Pratima Dharm is US Army's first Hindu chaplain
Pratima Dharm, a serving woman captain in the American Army, has been named the first-ever Hindu chaplain in the US Defence Department.
Coming from a diverse background, she migrated to America just months before the 9/11 attacks. She was born in New Delhi.
"My neighbours were Muslims, my neighbours were Jews, Buddhists, Jains, Hindus, Christians," she was quoted as saying.
"My close friends in school represented all the different faith groups, and it never occurred to me then that we were different or there was anything strange about it."
She said the US Army, and the United States itself were founded on the idea that people can be united while worshipping differently.
Hinduism, with nearly a billion adherents worldwide — has fewer than 1,000 active service members, according to Pentagon statistics — was the largest of the world faiths not represented by a chaplain.

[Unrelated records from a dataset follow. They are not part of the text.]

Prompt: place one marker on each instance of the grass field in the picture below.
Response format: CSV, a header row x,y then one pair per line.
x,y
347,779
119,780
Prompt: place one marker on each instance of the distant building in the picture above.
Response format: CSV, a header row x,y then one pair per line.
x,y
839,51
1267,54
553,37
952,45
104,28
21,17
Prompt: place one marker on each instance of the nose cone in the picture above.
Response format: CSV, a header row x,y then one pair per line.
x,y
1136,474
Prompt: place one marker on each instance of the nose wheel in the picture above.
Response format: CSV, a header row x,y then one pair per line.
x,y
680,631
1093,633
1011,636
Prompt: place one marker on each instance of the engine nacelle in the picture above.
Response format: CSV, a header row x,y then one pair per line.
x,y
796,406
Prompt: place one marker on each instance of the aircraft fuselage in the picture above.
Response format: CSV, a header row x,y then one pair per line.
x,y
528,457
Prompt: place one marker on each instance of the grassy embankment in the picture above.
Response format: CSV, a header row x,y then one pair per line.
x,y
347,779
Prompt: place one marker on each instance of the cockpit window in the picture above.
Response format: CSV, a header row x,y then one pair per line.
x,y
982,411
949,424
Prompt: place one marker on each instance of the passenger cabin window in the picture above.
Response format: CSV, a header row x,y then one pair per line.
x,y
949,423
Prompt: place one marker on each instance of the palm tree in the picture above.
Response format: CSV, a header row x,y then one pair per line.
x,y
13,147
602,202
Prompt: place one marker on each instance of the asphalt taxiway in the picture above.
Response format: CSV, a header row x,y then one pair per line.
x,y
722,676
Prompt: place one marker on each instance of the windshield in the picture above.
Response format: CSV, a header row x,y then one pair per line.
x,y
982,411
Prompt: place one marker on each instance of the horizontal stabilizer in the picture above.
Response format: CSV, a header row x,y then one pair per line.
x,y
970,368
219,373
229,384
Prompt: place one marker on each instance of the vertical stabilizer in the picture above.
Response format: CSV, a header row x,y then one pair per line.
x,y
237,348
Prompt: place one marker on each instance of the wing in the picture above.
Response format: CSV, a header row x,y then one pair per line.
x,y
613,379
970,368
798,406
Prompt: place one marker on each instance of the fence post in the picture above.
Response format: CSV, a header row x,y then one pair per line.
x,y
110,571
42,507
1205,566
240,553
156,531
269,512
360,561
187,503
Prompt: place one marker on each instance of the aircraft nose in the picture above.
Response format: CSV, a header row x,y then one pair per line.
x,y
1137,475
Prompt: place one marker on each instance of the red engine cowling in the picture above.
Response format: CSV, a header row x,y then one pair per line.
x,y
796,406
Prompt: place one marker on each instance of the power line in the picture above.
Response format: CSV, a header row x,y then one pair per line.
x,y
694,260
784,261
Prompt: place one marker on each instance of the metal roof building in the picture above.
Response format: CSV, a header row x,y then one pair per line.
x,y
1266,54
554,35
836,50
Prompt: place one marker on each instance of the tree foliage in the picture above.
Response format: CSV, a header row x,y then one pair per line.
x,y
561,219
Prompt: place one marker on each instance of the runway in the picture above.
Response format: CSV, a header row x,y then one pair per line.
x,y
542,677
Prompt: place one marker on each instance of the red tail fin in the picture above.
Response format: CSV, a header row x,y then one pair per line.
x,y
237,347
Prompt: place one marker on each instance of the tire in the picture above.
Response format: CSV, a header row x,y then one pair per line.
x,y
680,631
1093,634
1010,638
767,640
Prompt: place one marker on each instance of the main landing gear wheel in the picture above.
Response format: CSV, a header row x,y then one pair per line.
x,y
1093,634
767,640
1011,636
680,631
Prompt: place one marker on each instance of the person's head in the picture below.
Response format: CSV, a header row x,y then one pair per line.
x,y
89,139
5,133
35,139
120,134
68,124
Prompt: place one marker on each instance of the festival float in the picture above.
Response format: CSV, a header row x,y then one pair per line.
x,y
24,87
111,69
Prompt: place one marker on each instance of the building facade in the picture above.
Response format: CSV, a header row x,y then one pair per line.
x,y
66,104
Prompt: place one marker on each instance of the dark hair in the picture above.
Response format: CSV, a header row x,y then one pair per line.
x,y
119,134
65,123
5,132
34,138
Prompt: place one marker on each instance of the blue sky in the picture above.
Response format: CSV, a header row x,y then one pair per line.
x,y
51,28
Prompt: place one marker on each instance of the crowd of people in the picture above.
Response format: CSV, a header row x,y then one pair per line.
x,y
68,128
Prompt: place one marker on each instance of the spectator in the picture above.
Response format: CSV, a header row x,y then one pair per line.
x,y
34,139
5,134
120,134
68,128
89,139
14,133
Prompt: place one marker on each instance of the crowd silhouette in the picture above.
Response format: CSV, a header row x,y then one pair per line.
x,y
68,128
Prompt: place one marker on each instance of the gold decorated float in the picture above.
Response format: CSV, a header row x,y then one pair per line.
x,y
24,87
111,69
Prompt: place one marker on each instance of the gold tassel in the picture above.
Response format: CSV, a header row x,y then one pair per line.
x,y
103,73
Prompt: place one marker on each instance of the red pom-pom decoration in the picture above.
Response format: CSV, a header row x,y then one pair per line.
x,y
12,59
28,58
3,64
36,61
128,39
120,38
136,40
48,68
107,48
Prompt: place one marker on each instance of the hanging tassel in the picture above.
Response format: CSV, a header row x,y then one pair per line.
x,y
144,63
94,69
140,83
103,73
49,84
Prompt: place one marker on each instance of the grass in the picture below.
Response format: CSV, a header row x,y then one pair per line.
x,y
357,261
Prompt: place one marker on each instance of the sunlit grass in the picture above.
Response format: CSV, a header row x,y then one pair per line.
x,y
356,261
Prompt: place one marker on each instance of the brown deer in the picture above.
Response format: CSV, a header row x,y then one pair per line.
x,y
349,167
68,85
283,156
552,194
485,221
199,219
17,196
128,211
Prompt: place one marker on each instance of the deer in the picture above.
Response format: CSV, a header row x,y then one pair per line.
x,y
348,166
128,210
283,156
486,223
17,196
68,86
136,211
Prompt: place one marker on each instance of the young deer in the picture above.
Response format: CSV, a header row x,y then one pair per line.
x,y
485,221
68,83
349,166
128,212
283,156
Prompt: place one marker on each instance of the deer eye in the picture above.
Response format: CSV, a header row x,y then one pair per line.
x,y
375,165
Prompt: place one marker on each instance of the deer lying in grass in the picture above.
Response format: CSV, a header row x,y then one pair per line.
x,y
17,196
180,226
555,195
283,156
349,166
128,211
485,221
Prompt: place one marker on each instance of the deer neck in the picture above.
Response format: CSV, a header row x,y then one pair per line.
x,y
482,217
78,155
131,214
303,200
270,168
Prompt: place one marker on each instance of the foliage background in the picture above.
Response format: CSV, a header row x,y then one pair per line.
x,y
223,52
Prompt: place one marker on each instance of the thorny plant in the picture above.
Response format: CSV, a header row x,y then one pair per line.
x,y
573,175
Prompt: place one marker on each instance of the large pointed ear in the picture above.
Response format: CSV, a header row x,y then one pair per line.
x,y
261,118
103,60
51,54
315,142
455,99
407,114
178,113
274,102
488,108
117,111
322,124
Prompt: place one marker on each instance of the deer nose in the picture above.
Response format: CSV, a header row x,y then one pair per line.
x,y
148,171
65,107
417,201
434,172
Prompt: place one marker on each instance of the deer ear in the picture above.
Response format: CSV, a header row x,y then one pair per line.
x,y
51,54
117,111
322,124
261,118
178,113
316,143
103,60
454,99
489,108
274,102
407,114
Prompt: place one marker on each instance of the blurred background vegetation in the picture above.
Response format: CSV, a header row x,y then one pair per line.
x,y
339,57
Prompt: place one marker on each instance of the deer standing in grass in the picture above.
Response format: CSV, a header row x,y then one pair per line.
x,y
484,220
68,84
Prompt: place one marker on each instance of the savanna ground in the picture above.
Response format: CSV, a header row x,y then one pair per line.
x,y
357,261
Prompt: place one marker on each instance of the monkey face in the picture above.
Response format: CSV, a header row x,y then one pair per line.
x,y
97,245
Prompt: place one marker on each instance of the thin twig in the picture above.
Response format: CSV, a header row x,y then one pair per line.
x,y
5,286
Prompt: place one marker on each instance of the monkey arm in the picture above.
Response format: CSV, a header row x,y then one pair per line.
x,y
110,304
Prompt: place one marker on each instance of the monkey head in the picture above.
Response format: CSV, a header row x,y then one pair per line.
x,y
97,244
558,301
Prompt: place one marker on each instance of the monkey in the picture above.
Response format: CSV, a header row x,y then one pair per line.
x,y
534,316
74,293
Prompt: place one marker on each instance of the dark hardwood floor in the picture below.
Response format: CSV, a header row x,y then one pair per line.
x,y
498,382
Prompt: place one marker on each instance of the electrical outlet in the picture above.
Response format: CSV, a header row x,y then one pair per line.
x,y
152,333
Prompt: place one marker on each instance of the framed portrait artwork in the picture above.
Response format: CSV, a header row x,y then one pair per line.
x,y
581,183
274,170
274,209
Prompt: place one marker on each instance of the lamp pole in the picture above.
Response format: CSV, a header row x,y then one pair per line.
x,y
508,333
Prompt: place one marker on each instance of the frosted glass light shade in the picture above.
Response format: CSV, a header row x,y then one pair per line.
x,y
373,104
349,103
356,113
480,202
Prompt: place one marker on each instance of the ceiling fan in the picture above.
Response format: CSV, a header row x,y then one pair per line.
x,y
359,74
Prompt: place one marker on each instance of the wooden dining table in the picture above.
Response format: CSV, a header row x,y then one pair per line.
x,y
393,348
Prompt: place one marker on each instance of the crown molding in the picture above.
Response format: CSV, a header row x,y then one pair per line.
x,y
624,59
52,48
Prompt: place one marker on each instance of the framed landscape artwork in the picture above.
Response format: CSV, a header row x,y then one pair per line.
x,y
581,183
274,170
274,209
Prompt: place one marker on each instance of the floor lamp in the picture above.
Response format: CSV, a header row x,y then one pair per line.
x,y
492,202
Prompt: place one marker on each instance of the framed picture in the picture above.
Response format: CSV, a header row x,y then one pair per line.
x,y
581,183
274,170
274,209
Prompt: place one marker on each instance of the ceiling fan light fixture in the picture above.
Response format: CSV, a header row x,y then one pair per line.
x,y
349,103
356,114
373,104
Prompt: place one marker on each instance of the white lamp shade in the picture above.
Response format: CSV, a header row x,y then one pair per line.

Dharm, a chaplain on the medical staff at Walter Reed Army Medical Centre, has started getting emails from her friends though the official announcement is yet to be made.
"I'm already on the job," she said.
"There's this tremendous sense of hope and relief that there is someone who understands their story at a deeper level, coming from the background I do."
"To be able to sit down and show compassion for soldiers I have never met before is part of the message of Christ as well as [the Hindu teachings] of Vedanta."
Until the past year, she wore the cross of a Christian chaplain on her battle fatigues.
When she started on active duty in 2006, she was endorsed by the Pentecostal Church of God, based in Joplin, Mo.
But she's now sponsored by Chinmaya Mission West, a Hindu religious organisation that operates in the United States.
"She knows Christian theology, and she has a great grasp of Hindu theology," said a spokesman of Chinmaya Mission.
"This means she can help everyone."
She didn't convert from Christianity to Hinduism.
"I am a Hindu," she said.
"It's how I was raised and in my heart of hearts, that’s who I am."
"In Hinduism, the boundaries are not that strict," she said.
"It is to base your life on the Vedantic traditions, and you can be a Christian and follow the Vedantic traditions."
Dharm spent a year at a forward operating base near Mosul, Iraq, in 2007 and 2008.
She received a Bronze Star and an Army Commendation Medal, among other awards, but the most important thing she came home with was a deeper understanding of what Army chaplains are there for.
"You learn to grieve with someone you don't know on a deep level," Dharm said.
"You watch someone die in front of you and comfort the soldier left behind who had a connection to that person.
"Things of that nature you don't learn in seminary." Anju Bhargava, member of the President Obama's Advisory Council on Faith-Based and Neighbourhood Partnerships, said that it was an exciting news.
"Hindus are making history. She is not only the first Hindu Chaplain in Department of Defence but a woman - Shakti in the trenches."